Published: March 20, 2019

We are aware of the recent press coverage relating to PayPal and the request from the QAA that PayPal stop accepting payments for our services. While this would create an inconvenience for our customers, it again signifies that the QAA do not fully understand how to approach the issue at hand. The QAA's aim is to stop businesses like ourselves from providing services due to the fear that they are potentially misused.

Right now, the QAA realistically have two options: 1) try to make conducting business more difficult, which would only serve to create a cat-and-mouse environment, or 2) push for legislation.

Would legislation solve the issues that the QAA raise? No not at all. All legislation would succeed in doing is to push the issue further away and make it more difficult to control. At this moment in time, the QAA have an opportunity to change that and take control - requesting changes via PayPal et al will not deliver what they are trying to achieve.

For over a decade here at UKEssays, we have been open about speaking directly with either the universities or the QAA in order to discuss the services we offer, but still the problem exists and demand continues to increase.

What do we at UKEssays suggest? Firstly, we'd be happy to sit down with Damian Hinds or the QAA to discuss their issues first-hand. We know the industry well; therefore, is it not better to talk directly with us about the issue and gain greater knowledge about the business?

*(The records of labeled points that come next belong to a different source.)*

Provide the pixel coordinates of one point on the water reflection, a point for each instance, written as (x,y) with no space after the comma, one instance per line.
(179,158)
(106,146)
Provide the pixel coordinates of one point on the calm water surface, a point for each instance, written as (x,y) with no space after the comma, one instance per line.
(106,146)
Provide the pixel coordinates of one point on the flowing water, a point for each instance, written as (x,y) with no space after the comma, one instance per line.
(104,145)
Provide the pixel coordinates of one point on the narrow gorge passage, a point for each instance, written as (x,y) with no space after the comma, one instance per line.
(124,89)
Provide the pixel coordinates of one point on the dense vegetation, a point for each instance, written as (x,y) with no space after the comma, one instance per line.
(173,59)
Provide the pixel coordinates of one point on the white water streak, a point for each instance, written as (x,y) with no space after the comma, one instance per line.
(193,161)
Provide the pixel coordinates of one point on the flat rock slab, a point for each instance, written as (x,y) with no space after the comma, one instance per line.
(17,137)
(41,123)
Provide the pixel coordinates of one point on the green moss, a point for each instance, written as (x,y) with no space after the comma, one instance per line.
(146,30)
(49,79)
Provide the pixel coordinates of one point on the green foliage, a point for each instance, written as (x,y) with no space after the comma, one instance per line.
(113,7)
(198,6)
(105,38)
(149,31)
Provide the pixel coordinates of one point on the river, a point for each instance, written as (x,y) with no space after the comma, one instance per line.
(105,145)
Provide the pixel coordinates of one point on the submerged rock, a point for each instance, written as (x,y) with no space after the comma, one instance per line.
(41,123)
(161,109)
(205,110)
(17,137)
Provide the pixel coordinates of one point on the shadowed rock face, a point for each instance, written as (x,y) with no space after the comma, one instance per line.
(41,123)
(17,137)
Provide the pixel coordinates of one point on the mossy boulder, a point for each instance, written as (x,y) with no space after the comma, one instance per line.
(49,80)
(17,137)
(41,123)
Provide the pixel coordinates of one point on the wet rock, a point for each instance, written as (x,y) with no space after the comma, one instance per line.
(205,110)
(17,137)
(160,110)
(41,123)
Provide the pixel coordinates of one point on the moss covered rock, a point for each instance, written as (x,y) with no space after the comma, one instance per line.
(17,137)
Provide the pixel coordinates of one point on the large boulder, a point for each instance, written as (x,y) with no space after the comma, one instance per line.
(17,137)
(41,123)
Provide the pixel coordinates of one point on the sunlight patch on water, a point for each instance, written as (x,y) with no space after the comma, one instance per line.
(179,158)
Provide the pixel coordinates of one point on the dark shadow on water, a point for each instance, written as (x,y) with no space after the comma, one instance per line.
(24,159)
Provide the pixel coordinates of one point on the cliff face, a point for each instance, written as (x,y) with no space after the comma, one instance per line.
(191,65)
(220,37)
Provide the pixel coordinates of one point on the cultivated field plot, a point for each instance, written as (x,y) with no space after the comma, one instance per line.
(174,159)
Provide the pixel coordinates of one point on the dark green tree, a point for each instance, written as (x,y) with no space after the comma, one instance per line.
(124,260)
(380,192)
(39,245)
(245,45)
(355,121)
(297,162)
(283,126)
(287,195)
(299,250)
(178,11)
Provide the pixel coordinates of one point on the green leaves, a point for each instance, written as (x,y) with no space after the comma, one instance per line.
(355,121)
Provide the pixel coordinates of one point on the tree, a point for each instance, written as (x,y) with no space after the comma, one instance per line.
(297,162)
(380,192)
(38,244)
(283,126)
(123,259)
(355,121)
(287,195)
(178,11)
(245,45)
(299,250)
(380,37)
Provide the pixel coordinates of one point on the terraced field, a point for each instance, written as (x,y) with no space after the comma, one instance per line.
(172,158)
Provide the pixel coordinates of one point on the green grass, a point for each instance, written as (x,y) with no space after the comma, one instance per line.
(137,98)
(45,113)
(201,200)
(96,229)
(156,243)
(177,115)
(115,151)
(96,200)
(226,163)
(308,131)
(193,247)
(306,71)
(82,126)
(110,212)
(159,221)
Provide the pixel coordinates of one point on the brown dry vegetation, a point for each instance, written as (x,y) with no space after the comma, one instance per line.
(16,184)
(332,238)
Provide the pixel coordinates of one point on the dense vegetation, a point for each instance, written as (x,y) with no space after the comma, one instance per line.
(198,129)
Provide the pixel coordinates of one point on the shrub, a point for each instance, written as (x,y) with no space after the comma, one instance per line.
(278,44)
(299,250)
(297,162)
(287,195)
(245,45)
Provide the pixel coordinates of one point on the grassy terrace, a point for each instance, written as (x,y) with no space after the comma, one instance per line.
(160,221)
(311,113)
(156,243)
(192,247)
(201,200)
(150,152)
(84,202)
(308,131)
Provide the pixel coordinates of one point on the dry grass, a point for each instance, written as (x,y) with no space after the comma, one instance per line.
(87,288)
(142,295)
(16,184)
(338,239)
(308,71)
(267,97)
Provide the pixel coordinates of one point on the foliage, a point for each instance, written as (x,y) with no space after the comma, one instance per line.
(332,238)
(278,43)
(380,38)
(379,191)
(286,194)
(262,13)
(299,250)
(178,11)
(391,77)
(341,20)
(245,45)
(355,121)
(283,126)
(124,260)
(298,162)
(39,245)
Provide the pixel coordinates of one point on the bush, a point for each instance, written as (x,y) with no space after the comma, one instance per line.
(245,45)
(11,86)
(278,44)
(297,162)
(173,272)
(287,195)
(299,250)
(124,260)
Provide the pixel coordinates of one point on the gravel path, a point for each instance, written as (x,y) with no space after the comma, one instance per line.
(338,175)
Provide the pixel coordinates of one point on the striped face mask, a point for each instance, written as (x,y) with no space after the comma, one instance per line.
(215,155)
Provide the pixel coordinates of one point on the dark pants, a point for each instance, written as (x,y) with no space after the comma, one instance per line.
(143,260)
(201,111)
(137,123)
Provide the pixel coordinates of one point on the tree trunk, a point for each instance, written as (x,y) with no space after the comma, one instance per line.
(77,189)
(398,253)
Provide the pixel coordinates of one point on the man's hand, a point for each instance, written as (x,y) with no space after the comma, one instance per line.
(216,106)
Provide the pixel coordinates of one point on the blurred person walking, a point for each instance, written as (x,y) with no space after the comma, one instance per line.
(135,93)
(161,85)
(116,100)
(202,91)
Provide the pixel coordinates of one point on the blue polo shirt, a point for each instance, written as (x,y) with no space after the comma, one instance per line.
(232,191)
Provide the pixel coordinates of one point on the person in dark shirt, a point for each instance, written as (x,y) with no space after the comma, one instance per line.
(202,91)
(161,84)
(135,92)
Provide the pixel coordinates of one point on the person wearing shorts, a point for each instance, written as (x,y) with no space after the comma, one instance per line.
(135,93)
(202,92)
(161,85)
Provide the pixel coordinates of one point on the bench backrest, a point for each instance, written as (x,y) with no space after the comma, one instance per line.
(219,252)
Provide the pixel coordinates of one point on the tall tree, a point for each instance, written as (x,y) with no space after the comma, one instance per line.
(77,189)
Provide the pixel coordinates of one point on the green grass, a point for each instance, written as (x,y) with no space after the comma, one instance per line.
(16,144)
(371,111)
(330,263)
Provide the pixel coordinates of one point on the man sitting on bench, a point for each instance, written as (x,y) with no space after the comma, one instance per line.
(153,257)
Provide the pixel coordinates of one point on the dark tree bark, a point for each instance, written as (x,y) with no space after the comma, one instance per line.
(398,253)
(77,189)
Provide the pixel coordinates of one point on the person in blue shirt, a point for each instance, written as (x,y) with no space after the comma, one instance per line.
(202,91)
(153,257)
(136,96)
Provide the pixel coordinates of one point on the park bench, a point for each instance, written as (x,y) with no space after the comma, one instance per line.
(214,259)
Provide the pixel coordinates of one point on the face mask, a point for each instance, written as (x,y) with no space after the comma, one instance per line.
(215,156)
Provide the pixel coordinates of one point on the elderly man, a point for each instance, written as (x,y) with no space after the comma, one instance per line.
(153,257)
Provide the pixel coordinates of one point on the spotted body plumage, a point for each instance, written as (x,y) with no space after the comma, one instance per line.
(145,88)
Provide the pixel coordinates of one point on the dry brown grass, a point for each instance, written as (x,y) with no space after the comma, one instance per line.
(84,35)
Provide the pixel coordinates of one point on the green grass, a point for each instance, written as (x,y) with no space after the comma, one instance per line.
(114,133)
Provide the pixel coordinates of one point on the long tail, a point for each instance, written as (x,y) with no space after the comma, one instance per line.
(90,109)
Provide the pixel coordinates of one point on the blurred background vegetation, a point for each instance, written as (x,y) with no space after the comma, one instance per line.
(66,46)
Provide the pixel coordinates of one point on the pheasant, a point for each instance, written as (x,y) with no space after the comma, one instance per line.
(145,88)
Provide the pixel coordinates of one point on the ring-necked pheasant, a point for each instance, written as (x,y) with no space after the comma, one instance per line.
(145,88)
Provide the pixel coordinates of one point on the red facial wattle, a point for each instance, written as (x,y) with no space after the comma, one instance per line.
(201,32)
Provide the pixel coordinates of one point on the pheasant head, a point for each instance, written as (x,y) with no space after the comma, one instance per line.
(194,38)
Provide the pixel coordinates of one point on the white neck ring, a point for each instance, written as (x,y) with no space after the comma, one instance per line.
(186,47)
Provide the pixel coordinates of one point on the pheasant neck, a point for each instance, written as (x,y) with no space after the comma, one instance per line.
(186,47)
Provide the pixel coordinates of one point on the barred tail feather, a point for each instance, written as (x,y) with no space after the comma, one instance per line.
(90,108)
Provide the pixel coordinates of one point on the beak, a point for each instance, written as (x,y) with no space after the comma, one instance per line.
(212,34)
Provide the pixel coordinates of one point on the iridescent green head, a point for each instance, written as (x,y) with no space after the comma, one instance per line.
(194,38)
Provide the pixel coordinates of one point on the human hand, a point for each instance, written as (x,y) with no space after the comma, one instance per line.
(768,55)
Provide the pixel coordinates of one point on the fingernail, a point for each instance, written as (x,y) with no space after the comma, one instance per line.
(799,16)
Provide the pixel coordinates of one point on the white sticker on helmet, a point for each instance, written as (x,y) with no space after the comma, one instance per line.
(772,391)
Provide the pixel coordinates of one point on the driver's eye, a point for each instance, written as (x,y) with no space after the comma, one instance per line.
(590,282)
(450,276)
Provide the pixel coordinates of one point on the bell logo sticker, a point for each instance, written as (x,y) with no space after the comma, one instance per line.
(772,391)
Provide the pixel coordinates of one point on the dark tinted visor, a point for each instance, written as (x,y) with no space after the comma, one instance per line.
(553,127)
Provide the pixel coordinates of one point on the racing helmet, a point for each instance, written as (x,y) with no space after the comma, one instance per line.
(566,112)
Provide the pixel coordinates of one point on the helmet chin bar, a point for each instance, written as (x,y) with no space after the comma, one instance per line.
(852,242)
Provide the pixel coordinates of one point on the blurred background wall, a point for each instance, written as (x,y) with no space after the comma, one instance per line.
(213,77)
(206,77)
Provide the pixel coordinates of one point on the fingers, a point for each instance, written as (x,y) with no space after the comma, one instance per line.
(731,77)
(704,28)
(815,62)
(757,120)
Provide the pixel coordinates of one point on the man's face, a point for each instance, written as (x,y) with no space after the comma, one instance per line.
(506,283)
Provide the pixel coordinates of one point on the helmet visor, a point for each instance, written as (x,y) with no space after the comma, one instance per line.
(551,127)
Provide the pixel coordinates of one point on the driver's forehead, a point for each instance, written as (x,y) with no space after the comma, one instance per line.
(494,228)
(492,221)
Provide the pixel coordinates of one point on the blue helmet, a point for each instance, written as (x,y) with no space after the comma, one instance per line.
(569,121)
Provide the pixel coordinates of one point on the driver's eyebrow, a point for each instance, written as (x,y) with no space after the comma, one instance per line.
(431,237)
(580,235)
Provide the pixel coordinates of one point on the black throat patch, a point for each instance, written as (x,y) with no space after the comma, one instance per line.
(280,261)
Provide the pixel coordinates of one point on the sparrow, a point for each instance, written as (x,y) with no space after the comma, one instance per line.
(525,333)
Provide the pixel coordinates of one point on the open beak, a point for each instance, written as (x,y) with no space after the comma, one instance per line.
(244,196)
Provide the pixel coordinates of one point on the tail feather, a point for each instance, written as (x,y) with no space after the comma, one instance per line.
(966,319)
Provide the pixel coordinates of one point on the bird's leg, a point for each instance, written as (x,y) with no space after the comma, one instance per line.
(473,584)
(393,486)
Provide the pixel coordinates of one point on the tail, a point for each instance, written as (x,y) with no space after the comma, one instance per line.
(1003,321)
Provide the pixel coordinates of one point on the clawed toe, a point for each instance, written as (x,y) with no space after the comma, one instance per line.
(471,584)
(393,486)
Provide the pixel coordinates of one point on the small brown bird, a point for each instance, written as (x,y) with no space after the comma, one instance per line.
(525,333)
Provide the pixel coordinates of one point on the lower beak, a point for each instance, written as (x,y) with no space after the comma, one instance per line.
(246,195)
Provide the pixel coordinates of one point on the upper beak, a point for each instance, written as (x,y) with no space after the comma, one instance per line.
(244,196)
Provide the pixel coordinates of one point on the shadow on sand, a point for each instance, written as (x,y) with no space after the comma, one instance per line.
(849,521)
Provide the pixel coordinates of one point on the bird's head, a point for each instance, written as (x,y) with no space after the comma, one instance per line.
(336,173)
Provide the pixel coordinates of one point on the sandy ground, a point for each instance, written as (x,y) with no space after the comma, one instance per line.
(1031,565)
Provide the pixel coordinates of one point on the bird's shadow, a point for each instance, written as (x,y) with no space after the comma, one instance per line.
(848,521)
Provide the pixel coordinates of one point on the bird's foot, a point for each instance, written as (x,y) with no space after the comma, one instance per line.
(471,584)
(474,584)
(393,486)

Secondly, our recommendation, which has been the same for over a decade, is regulation. Why regulate the industry and what would this solve? Regulation would allow all parties to enhance control over the potential issue and mitigate any harm that could come from it. Regulation, by its very definition, allows for greater control and influence, which is something that we should be striving to achieve rather than allowing it to remain uncontrolled by pushing the market abroad, into the hands of less scrupulous actors. Taking control in this way, rather than driving demand into an underground market, appears to us to be the only sensible answer.

We suggest that institutions make students declare usage of services like ours. In turn, operators like us would be able to keep a register of users. This kind of transparency would ensure that the many honest students who use such services to enrich their learning have a safe, legitimate and regulated way to use it.

Prohibition does not work; history tells us this. Those who seek to gain control only push it into the hands of those who do not share the same morals or objectives.

Universities are looking for a solution to protect academic integrity. We support that aim, and would be happy to help find this solution.